[dokuwiki] Re: Proposal: FS#113, notify changes

  • From: Steven Danz <steven-danz@xxxxxxxxx>
  • To: dokuwiki@xxxxxxxxxxxxx
  • Date: Sat, 25 Jun 2005 12:39:17 -0500

Andreas Gohr wrote:

On Fri, 24 Jun 2005 21:06:24 -0500
Steven Danz <steven-danz@xxxxxxxxx> wrote:


Well, I started reading and it looks like flock() doesn't sound too reliable, and
more so in my case as -everything- here runs over NFS. From looking
at the comments
on Zend, it almost sounds like file locking in general might need some


review thanks
to file caching issues and new multi-threaded Apache servers. I'm looking over
http://us2.php.net/manual/en/function.flock.php
now for some ideas. Let me know what you think.



From the above page:

file locking with PHP over NFS shares simply does not work. Any attempt to use it will fail under any race condition. The only atomic file operation which is usable over NFS is mkdir() which will either create a folder or return a error status... So on NFS servers, forget flock(), use @mkdir()
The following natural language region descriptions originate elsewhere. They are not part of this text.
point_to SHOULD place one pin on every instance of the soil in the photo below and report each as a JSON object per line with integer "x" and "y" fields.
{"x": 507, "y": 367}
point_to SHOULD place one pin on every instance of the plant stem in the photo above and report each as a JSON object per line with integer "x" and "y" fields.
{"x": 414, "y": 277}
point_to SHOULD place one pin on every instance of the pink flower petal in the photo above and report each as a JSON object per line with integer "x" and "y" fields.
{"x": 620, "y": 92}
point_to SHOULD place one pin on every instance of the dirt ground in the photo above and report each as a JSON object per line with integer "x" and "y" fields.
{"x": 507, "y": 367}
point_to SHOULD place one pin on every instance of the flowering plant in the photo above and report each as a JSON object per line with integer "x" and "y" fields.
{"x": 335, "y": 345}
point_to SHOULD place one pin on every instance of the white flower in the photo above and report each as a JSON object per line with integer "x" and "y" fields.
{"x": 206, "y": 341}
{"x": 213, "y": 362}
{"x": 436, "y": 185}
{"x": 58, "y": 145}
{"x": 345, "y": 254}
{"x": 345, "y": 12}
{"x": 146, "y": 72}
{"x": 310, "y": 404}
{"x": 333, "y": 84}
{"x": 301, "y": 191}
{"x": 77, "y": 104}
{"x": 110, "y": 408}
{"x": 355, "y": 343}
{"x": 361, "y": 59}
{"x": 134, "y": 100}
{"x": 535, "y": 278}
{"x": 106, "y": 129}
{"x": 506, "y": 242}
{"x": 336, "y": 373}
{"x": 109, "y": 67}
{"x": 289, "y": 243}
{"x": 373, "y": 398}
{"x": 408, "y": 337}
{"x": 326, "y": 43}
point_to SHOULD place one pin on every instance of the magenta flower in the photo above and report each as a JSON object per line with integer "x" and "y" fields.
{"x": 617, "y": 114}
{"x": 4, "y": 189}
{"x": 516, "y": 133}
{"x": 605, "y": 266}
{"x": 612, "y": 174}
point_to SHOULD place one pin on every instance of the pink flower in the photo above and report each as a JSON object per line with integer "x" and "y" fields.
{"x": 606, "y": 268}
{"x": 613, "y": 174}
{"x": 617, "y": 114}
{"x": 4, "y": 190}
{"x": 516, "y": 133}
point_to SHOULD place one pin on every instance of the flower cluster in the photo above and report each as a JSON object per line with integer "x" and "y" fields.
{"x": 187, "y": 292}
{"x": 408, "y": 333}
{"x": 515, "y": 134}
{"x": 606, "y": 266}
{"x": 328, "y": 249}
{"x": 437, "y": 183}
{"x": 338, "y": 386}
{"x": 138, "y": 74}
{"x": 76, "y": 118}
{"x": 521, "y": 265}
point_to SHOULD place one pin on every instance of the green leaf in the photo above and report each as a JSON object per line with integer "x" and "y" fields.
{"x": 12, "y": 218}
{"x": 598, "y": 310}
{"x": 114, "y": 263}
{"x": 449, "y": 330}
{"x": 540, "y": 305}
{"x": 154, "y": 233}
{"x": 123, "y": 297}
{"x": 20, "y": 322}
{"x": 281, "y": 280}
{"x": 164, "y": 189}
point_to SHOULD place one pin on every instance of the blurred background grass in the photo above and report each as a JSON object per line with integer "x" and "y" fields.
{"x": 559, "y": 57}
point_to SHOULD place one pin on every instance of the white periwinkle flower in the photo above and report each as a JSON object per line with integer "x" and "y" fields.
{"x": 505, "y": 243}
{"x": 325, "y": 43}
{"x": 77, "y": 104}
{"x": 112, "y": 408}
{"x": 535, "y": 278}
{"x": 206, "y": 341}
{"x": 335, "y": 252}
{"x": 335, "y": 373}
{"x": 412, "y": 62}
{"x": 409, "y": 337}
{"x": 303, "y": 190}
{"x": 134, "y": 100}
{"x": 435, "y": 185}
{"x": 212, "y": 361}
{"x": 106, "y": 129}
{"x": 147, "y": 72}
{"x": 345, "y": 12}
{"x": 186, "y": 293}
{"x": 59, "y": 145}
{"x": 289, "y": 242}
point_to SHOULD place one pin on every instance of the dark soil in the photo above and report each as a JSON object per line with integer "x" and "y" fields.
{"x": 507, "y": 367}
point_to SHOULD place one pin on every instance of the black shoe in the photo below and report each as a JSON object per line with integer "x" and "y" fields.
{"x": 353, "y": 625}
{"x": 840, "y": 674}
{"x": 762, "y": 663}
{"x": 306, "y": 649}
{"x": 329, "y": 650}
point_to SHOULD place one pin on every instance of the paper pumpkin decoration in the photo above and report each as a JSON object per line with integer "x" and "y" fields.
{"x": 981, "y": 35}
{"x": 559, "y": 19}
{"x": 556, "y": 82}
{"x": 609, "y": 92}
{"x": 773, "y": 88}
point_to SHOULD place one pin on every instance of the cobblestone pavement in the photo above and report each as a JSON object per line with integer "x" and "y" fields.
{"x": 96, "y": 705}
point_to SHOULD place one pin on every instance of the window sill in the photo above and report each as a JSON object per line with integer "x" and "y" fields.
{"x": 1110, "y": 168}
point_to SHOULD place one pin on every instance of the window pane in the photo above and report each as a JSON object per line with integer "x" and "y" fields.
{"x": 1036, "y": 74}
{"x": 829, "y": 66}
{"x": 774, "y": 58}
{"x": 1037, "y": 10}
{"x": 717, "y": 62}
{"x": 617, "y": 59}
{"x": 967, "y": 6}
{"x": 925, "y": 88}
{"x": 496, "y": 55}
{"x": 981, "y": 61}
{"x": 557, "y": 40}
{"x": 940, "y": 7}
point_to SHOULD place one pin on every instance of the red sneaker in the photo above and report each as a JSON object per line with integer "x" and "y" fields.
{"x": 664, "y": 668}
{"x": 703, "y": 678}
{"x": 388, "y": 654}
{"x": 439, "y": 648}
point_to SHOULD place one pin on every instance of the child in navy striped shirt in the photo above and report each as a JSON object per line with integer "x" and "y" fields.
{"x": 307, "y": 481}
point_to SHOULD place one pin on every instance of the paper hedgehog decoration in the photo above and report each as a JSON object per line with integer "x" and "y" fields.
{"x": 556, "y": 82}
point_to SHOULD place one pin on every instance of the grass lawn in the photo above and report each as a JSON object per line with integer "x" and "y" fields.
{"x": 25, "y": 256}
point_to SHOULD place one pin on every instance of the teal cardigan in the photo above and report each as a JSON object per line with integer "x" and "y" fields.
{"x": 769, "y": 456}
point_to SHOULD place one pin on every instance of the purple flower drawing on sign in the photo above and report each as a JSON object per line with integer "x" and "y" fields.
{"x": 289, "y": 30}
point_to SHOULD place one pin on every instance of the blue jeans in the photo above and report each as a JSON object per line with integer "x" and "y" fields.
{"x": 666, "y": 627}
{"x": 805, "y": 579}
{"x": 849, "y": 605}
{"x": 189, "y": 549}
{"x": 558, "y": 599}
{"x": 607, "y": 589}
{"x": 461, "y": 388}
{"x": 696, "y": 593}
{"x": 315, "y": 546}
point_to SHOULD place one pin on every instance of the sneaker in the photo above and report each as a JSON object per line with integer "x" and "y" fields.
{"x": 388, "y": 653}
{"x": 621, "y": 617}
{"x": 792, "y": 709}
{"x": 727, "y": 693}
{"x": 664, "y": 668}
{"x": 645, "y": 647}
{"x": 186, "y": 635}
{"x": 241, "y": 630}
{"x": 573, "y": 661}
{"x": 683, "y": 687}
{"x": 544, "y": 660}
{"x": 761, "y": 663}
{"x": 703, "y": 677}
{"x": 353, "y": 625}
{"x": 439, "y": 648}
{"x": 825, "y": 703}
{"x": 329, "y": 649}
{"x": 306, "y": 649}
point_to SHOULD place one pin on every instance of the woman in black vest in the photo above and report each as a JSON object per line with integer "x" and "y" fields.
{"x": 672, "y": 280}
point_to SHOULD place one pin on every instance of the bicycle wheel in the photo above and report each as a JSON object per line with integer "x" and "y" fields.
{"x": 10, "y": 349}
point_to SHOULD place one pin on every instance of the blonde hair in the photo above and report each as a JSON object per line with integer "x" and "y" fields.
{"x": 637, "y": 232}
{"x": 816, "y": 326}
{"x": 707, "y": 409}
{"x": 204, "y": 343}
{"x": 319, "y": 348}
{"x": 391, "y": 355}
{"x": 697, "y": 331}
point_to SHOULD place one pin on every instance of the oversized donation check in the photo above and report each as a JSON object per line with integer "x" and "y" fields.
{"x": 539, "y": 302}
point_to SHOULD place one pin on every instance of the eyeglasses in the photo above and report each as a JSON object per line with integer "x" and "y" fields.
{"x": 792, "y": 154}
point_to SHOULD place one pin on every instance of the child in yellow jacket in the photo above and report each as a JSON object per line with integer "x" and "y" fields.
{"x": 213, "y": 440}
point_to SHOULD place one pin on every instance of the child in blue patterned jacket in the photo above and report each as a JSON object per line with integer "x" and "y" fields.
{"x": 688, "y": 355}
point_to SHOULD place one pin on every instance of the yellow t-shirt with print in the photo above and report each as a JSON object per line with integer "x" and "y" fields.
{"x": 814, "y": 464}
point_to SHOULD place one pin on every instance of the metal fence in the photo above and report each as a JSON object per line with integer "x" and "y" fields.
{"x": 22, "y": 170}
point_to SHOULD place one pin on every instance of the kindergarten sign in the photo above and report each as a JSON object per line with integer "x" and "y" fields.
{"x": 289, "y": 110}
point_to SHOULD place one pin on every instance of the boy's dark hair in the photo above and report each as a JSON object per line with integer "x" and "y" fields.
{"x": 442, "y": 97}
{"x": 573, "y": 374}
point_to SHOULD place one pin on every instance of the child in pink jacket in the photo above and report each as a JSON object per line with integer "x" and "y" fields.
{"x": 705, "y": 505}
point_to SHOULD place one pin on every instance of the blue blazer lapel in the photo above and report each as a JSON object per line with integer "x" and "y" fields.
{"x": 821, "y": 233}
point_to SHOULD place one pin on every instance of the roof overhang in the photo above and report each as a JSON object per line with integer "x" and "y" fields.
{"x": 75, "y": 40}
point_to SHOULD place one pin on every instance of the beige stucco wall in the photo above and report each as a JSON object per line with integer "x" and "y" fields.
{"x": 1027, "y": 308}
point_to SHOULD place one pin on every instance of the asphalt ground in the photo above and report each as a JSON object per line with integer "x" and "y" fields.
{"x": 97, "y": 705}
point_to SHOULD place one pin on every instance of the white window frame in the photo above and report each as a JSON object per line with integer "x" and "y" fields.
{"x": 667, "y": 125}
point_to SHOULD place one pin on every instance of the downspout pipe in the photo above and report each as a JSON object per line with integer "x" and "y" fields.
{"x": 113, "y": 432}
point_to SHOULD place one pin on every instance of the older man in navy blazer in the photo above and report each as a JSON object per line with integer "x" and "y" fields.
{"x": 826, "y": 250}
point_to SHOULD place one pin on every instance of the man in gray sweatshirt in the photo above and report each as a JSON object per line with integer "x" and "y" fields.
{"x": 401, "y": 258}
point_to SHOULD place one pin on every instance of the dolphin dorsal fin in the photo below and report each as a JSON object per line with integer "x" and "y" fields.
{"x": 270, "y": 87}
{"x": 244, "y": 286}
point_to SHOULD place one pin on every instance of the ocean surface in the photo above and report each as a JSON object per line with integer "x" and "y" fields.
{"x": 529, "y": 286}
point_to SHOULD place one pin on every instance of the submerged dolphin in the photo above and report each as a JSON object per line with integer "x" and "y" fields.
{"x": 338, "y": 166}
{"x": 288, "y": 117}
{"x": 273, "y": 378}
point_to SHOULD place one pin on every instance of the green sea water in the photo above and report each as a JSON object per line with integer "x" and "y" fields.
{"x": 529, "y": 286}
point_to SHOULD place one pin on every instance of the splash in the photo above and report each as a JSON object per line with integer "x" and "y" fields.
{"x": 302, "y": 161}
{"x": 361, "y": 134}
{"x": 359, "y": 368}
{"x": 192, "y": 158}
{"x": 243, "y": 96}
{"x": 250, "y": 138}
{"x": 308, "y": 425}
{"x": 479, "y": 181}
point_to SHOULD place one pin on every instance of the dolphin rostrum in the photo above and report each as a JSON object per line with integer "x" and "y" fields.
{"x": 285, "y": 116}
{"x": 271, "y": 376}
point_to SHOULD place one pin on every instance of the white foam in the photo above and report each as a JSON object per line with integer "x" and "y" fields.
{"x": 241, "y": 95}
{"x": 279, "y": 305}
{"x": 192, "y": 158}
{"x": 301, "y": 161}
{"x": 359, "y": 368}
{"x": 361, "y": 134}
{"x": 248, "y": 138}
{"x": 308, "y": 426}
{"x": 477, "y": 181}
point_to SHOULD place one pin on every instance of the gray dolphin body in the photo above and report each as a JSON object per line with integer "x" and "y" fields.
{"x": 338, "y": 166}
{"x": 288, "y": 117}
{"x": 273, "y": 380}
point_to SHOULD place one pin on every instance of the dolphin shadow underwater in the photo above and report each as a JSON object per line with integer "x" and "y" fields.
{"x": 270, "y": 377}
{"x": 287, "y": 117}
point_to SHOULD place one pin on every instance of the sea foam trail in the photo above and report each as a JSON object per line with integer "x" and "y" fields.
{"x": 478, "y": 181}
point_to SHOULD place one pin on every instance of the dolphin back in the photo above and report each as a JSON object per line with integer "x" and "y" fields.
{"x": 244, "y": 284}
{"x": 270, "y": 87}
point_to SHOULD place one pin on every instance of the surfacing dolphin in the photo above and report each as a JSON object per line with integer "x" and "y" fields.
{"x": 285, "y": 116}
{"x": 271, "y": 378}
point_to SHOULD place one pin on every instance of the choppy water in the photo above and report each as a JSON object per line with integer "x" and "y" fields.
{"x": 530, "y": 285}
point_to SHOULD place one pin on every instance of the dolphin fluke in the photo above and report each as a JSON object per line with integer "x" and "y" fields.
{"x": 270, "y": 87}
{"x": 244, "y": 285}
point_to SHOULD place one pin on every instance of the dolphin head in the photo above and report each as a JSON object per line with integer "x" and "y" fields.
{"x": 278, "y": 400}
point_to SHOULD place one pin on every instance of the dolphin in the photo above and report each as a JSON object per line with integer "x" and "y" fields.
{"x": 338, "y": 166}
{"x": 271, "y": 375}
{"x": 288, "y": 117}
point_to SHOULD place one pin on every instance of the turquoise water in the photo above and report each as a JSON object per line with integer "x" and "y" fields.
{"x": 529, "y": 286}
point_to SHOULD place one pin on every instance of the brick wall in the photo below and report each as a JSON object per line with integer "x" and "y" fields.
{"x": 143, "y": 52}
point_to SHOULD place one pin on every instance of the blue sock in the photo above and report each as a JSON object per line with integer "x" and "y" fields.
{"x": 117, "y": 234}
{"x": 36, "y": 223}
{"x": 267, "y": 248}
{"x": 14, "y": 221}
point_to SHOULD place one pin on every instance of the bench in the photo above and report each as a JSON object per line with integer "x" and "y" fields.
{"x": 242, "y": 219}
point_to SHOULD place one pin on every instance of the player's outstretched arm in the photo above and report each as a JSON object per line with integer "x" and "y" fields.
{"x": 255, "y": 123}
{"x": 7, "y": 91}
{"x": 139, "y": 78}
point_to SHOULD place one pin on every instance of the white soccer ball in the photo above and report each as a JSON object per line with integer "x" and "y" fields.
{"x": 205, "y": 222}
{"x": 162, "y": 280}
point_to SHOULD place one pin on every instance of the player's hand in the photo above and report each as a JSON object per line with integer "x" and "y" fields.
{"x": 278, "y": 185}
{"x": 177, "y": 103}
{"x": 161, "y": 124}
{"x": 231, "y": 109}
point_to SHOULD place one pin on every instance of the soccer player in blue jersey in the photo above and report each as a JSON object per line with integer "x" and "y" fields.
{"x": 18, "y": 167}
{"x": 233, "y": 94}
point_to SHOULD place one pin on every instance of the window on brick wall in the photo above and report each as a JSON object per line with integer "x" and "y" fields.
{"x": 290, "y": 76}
So you could use mkdir to create a "lock file". I suggest to do this in a 
special lockfile directory instead doing it directly in the datadir. I'd like to move the 
lists of subscribed users out of the datadir, too.

So its sounding like even the current locking mechanism may need to migrate over to a mkdir mechanism as well? In looking at the current locking mechanism, it seems like two instances could write to the lock file, and read back their info, thanks to file caching in the OS and believe they both have the lock. Especially if the locks are across systems in a load balanced group of web servers, all pointing to shared file storage like NFS.

For the mail lists, would a 'mlists' directory at the same level as data, media, and attic be cleaner? From your 'uncluttering the cache' mail:

data/
|-- changes.log
|-- attic/
|-- media/
|-- data/
|-- mlists/
`-- cache/
   |-- xhtml/
   |-- instructions/
   |-- media/
   |-- locks/
   |-- purgefile
   `-- _htcookiesalt

Should locks be in cache or at the same level as attic, media, and data?  When 
I see a 'cache' directory, in theory, I would think that a user should be able 
to 'rm -rf cache/*' and  not effect the operation of the system, other then 
causing it to rebuild/repopulate the cache.  Locks don't quite fit in that 
category since deleting them could cause data to be lost since removing the 
locks could allow multiple people to write the same file at the same time.

Steven


I'll post another mail about that in a minute.